A handful of individuals can be credited with transforming pottery making in certain areas. Athens, NY potter Nathan Clark almost single handedly trained enough potters to make New York the “Stoneware State.” Bennington’s Norton family left their mark by setting standards nearly impossible to duplicate. Moravian Rudolf Christ left a unique body of work that continues to astound. But stoneware potter Eleazer Orcutt belongs to that small group who played a direct, personal role in pottery development across a vast geographic expanse.

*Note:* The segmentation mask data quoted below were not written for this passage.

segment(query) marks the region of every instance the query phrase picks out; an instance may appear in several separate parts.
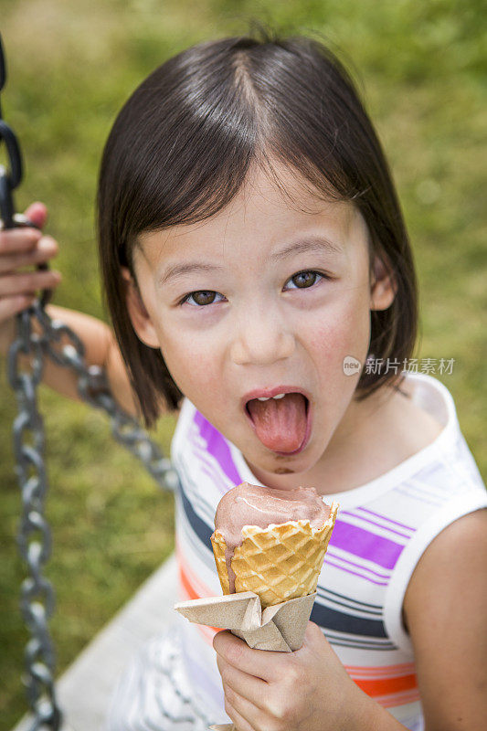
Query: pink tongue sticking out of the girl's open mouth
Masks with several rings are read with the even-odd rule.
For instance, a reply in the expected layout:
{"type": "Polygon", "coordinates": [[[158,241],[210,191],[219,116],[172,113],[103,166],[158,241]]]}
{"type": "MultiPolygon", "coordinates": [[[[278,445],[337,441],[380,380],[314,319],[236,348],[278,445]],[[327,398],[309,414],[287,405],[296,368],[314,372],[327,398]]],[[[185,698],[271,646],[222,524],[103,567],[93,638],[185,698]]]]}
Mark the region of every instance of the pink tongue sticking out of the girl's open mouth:
{"type": "Polygon", "coordinates": [[[294,451],[306,434],[306,399],[302,394],[249,401],[249,412],[259,440],[274,451],[294,451]]]}

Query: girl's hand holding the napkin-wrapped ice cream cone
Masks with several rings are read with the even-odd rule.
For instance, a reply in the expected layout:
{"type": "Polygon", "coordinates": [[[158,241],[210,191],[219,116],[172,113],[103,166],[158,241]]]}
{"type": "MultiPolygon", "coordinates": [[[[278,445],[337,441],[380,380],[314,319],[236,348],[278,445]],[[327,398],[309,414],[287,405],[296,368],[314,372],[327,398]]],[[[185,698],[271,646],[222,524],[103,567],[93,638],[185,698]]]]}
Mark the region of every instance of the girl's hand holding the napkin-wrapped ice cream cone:
{"type": "Polygon", "coordinates": [[[350,679],[313,622],[308,622],[302,648],[296,652],[252,650],[228,630],[217,632],[213,647],[225,710],[238,731],[373,727],[369,726],[373,702],[350,679]]]}

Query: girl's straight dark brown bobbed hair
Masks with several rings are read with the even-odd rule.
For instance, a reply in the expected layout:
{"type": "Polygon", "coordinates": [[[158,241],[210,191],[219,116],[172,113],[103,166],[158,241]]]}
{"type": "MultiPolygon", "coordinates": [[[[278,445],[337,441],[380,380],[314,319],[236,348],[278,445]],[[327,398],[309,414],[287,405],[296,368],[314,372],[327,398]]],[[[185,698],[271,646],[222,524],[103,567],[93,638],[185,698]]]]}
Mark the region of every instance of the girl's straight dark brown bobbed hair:
{"type": "MultiPolygon", "coordinates": [[[[140,234],[216,214],[236,196],[251,164],[272,175],[271,158],[326,199],[353,201],[369,231],[370,260],[383,260],[397,289],[388,309],[371,312],[369,355],[397,359],[400,367],[412,355],[418,304],[408,234],[355,84],[321,41],[259,27],[169,58],[132,93],[104,148],[98,191],[104,290],[147,426],[161,396],[174,409],[183,395],[160,351],[132,328],[120,267],[135,280],[132,251],[140,234]]],[[[392,371],[364,368],[355,397],[391,381],[397,381],[392,371]]]]}

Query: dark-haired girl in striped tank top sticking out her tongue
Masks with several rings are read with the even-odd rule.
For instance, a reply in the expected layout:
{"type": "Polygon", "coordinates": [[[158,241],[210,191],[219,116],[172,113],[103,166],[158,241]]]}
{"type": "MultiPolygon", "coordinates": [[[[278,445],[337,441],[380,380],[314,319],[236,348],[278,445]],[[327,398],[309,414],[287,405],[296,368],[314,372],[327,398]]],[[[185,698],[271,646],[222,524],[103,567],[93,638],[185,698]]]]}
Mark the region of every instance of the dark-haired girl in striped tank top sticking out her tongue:
{"type": "MultiPolygon", "coordinates": [[[[408,370],[408,235],[344,67],[307,37],[169,59],[113,125],[98,212],[115,337],[48,311],[148,426],[180,411],[181,598],[220,593],[209,535],[231,486],[312,485],[341,504],[301,650],[181,620],[122,677],[109,727],[481,728],[487,495],[449,391],[408,370]]],[[[0,245],[5,349],[12,315],[58,275],[15,271],[54,256],[37,231],[0,245]]],[[[45,377],[76,396],[55,365],[45,377]]]]}

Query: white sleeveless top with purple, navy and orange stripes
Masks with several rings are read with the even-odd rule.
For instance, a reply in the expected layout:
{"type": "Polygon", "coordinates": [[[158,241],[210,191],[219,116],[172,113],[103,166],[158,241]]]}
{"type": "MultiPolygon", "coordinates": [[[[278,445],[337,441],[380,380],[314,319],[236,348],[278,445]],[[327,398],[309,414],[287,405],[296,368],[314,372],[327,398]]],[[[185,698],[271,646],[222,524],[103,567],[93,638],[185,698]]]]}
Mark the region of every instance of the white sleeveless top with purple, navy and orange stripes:
{"type": "MultiPolygon", "coordinates": [[[[409,729],[423,727],[411,642],[401,621],[408,580],[429,542],[463,514],[487,506],[449,390],[408,374],[413,400],[443,426],[424,449],[376,480],[325,495],[340,511],[319,577],[311,619],[350,677],[409,729]]],[[[179,599],[221,595],[210,544],[221,496],[239,482],[261,484],[242,453],[184,400],[172,442],[179,599]]],[[[212,639],[215,630],[179,621],[190,695],[216,723],[228,717],[212,639]]]]}

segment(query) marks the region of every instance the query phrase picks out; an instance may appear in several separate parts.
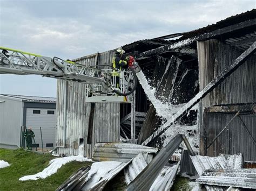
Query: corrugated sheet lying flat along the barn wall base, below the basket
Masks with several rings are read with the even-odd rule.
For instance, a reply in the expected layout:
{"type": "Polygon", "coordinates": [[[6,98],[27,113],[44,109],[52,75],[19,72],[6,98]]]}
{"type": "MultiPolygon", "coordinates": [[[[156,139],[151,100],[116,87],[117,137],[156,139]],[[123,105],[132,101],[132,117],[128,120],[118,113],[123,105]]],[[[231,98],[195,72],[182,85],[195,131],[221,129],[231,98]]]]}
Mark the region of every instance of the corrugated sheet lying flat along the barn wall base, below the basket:
{"type": "Polygon", "coordinates": [[[96,161],[127,162],[137,154],[156,153],[157,148],[127,143],[97,143],[93,147],[92,159],[96,161]]]}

There was a surprising amount of mobility during Eleazer’s lifetime. Many potters worked in multiple places. Immigrant English masters like Staffordshire’s Daniel Greatbatch were in great demand from Vermont to South Carolina to Illinois. Sometimes entire families, like the Crafts’ of Whately MA, would fan out across several states to take advantage of local markets. Orcutt’s family, also from Whately, followed this path. They were not only friends and often times business partners with the Crafts,’ but in-laws as well. Imagine those family reunions!
Family dynasties were common. The Osborne family of Quaker potters was active throughout New England during the 18th century. The Bell family seems to have dominated Virginia and Maryland in the 19th century. Various pottery clans of Georgia and the Carolina’s continue to produce master potters to this day.

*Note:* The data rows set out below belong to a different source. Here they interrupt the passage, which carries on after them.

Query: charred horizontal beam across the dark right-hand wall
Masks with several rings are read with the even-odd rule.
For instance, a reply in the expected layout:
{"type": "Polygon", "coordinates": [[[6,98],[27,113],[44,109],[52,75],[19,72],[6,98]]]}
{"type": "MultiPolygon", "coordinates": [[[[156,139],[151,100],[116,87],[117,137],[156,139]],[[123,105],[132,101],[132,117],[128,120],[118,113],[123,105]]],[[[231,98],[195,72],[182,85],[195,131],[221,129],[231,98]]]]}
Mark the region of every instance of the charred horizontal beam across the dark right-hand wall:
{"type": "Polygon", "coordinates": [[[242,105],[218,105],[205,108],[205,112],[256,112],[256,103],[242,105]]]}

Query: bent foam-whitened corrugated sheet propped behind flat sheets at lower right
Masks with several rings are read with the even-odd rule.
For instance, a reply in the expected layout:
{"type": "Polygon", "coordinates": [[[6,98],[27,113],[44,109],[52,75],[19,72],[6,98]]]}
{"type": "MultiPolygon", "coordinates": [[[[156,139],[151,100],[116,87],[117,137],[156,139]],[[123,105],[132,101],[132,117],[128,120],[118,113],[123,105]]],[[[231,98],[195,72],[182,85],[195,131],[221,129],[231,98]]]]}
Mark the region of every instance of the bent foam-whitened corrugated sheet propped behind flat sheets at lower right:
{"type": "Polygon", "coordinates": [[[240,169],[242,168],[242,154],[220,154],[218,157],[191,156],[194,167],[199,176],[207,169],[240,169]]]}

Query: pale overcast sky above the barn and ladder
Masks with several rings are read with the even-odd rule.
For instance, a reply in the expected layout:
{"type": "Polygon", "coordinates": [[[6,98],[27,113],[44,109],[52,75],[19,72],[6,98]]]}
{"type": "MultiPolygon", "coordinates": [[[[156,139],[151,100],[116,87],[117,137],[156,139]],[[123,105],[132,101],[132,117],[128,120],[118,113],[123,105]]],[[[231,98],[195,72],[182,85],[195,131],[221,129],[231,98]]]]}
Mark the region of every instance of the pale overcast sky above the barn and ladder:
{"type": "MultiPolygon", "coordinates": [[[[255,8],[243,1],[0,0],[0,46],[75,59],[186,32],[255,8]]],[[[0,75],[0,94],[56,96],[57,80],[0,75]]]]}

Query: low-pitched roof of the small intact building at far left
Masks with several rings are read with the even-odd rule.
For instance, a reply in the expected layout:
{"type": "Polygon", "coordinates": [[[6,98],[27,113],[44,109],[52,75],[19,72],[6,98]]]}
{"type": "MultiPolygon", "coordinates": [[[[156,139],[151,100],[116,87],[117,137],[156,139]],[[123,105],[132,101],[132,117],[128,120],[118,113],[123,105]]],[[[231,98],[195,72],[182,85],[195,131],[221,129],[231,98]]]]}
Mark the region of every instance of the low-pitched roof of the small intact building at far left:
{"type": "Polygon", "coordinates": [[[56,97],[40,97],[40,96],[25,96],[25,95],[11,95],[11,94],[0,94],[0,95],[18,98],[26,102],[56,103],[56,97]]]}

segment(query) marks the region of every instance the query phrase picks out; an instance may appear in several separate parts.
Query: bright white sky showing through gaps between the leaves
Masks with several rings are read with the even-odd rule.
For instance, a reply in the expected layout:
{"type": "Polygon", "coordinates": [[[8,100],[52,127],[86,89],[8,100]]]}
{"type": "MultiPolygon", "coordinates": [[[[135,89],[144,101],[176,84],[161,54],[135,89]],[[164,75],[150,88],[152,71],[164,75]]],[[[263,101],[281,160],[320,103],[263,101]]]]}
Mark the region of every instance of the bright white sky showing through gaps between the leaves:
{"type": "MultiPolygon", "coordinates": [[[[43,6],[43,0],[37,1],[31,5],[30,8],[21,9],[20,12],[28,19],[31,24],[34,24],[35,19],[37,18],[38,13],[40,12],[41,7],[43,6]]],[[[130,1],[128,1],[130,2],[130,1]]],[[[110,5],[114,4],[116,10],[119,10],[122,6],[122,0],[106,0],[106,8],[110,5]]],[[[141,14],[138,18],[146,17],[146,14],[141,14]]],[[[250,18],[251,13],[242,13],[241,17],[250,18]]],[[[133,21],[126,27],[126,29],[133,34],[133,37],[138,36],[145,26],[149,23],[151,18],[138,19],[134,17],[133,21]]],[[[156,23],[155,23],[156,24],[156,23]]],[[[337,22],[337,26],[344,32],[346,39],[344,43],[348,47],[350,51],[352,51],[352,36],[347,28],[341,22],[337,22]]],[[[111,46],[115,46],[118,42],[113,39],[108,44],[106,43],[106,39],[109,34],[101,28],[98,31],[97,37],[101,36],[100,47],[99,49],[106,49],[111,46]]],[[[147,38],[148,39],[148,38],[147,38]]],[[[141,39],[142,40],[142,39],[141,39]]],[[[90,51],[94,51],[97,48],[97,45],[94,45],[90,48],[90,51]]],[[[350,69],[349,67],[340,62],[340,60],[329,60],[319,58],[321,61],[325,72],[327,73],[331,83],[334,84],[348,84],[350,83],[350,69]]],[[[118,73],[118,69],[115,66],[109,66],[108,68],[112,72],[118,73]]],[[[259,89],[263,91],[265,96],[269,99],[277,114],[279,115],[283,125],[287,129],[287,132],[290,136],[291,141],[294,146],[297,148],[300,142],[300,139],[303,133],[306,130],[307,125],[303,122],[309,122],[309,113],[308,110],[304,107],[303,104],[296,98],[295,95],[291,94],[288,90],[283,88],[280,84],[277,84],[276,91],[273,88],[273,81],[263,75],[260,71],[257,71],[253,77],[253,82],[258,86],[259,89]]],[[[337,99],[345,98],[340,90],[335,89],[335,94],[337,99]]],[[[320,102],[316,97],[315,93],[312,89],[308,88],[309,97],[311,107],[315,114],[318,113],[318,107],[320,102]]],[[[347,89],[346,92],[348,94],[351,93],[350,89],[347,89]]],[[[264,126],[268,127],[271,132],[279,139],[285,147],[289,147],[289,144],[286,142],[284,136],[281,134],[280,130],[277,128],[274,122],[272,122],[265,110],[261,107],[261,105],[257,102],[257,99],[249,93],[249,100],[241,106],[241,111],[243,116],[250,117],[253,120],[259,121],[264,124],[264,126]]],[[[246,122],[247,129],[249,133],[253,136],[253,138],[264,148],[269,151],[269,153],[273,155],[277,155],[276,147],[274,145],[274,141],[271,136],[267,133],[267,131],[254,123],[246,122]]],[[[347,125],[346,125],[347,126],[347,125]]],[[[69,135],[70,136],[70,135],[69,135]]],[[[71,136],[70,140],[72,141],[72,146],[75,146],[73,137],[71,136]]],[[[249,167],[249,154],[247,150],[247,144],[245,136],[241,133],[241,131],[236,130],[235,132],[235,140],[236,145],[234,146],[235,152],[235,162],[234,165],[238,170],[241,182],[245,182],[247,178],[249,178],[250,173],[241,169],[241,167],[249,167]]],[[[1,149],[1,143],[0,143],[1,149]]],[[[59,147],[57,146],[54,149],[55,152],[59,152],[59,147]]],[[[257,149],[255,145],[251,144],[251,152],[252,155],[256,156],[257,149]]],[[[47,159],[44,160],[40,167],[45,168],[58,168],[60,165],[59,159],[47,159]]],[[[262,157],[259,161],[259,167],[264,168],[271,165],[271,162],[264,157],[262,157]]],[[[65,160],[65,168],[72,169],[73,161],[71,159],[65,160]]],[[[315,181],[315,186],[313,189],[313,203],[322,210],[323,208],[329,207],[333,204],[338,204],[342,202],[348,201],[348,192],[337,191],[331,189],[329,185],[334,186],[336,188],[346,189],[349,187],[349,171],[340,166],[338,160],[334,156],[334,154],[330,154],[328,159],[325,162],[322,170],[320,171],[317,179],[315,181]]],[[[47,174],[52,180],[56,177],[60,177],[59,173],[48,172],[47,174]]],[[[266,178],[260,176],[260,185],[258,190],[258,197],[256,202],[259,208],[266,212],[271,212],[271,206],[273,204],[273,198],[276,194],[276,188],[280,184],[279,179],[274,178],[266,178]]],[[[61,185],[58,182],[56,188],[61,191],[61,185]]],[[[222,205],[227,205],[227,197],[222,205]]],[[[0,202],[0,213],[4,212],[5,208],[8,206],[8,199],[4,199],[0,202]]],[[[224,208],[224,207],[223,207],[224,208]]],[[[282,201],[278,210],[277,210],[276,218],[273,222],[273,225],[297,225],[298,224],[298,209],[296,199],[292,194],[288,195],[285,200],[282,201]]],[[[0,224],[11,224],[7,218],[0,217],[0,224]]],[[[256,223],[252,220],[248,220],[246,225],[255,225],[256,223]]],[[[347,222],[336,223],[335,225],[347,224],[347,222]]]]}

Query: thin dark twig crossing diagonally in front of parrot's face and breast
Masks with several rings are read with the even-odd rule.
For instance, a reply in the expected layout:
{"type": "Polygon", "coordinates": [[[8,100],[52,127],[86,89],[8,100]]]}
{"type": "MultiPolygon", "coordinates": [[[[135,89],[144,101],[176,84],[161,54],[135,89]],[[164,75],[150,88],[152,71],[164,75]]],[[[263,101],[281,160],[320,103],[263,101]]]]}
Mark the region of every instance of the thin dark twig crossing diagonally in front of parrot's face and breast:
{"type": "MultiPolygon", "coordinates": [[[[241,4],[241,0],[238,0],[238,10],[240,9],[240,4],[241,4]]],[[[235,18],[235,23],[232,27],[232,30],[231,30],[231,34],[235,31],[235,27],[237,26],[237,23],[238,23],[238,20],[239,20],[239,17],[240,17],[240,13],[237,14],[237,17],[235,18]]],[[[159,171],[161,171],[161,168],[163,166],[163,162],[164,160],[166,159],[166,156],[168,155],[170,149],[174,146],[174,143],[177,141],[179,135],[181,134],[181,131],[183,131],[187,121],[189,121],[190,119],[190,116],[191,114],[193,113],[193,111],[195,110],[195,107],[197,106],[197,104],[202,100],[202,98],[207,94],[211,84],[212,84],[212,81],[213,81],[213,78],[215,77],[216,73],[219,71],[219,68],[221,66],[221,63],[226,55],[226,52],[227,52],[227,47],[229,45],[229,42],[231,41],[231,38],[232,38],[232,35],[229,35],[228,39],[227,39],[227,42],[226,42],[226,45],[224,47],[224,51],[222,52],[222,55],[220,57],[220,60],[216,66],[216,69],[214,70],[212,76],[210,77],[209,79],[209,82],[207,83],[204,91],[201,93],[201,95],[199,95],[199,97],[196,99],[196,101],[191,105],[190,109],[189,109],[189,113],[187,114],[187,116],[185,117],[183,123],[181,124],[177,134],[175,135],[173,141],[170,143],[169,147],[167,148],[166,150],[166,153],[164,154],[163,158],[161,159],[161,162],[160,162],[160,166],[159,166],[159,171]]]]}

Then there were the drifters. They’d blow into town, fill your shop with pots, earn some cash, buy some whiskey, and be gone. They seem to have been a particularly common sight in many late 19th – early 20th century southern rural jugtowns – although Christopher Webber Fenton attracted his share of ‘less savory’ folks to the Norton Pottery in Bennington during his tenure there in the mid 1840’s.
Eleazer Orcutt’s resume places him at either the beginning or the height of several major pottery regions in the Northeastern US. Whately and Ashfield, MA. Portland, ME. All over New York, from Troy to Poughkeepie, Lasingburgh and Albany… Not as a vagrant potting drifter. He was instrumental in establishing potteries in many of these places.

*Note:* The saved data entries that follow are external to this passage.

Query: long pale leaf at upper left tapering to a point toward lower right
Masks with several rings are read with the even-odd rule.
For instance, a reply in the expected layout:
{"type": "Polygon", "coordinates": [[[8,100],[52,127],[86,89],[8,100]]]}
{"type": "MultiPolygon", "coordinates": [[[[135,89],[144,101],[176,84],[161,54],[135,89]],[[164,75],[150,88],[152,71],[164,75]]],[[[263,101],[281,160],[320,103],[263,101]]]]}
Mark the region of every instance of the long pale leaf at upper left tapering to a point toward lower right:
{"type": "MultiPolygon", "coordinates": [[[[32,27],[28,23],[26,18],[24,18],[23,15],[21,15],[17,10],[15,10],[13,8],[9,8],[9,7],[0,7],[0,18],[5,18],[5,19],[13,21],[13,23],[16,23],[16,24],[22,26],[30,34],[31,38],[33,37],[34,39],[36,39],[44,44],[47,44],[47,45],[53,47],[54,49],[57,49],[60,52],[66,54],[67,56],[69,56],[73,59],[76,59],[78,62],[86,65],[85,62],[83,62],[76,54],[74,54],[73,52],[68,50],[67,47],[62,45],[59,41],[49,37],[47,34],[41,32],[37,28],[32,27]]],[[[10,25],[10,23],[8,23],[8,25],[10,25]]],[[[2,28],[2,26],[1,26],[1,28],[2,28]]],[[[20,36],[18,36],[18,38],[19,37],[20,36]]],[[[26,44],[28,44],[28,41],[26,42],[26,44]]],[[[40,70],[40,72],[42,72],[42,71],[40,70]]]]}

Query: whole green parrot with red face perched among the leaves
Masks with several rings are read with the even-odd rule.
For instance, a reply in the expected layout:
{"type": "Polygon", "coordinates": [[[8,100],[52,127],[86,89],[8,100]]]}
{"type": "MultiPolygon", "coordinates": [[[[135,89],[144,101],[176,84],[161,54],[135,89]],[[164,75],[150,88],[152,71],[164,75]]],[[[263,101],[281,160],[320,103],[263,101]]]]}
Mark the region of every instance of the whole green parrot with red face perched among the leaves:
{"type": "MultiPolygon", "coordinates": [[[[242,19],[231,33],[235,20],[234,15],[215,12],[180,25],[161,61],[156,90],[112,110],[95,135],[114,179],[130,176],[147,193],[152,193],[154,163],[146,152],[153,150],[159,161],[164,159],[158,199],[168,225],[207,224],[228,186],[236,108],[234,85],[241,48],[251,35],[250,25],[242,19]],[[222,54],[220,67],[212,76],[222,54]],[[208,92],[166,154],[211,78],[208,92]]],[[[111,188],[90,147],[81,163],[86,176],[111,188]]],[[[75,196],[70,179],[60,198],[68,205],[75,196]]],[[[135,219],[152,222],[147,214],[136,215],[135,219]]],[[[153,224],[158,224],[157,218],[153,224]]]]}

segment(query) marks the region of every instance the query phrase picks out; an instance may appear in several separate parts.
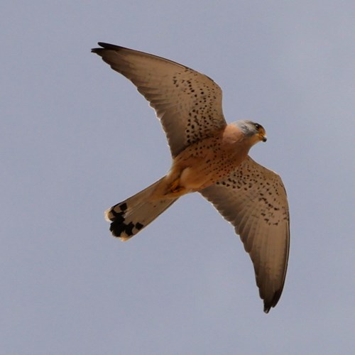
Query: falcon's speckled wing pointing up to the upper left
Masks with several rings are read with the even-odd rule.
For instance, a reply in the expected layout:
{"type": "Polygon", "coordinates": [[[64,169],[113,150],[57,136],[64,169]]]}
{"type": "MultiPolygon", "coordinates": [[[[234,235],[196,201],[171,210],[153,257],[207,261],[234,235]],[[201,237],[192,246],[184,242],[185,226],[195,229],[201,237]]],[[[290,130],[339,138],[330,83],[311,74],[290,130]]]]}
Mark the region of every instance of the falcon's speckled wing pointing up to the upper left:
{"type": "Polygon", "coordinates": [[[151,103],[175,157],[186,146],[226,125],[222,90],[206,75],[148,53],[107,43],[92,49],[127,77],[151,103]]]}

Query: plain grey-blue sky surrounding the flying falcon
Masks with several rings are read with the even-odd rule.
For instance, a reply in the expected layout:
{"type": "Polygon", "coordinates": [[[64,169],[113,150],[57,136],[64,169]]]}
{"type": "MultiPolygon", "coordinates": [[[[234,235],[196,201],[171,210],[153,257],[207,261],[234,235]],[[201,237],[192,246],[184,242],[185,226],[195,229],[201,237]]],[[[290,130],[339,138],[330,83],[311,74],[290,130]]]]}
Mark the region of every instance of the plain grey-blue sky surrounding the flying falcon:
{"type": "Polygon", "coordinates": [[[0,354],[350,354],[355,2],[2,1],[0,354]],[[268,315],[239,237],[200,195],[127,243],[103,212],[170,153],[98,41],[212,77],[283,178],[285,289],[268,315]]]}

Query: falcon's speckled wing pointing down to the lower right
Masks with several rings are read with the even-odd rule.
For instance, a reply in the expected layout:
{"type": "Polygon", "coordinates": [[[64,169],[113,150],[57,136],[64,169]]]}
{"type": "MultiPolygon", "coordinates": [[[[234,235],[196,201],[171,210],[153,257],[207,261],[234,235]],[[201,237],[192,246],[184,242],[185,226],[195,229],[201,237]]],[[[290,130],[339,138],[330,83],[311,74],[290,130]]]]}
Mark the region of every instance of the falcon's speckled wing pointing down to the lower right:
{"type": "Polygon", "coordinates": [[[283,291],[290,246],[288,200],[280,176],[248,157],[201,193],[241,236],[268,312],[283,291]]]}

The wealth of experience Eleazer Orcutt carried with him must have been amazing. But he is gone now. And we’re left with just the internet.
Readings:
American Potters and Pottery. John Ramsey. 1939. Colonial Press/Clinton, MA.
American Stoneware. William Ketchum. 1991. Holt & Co./New York.
Early Potters and Potteries of New York State. William Ketchum. Funk & Wagnalls/New York. 1970.
The Pottery and Porcelain of the United States. Edwin Atlee Barber. G.P. Putnam’s Sons/New York. 1909.
Early New England Potters and Their Wares. Lura Woodside Watkins. Harvard Univ Press/Cambridge MA. 1968.
A Guide to Whately Pottery and the Potters. Henry Baldwin. Paradise Copies/Northampton, MA. 1999.
The Early Potters and Potteries of Maine. M. Lelyn Branin. Wesleyan University Press/Middletown Ct. 1978.
The Art of the Potter. Diana and J. Garrison Stradling. Main Street-Universe Books/New York. 1977.
American Redware. William Ketchum. Holt & Co./NY. 1991.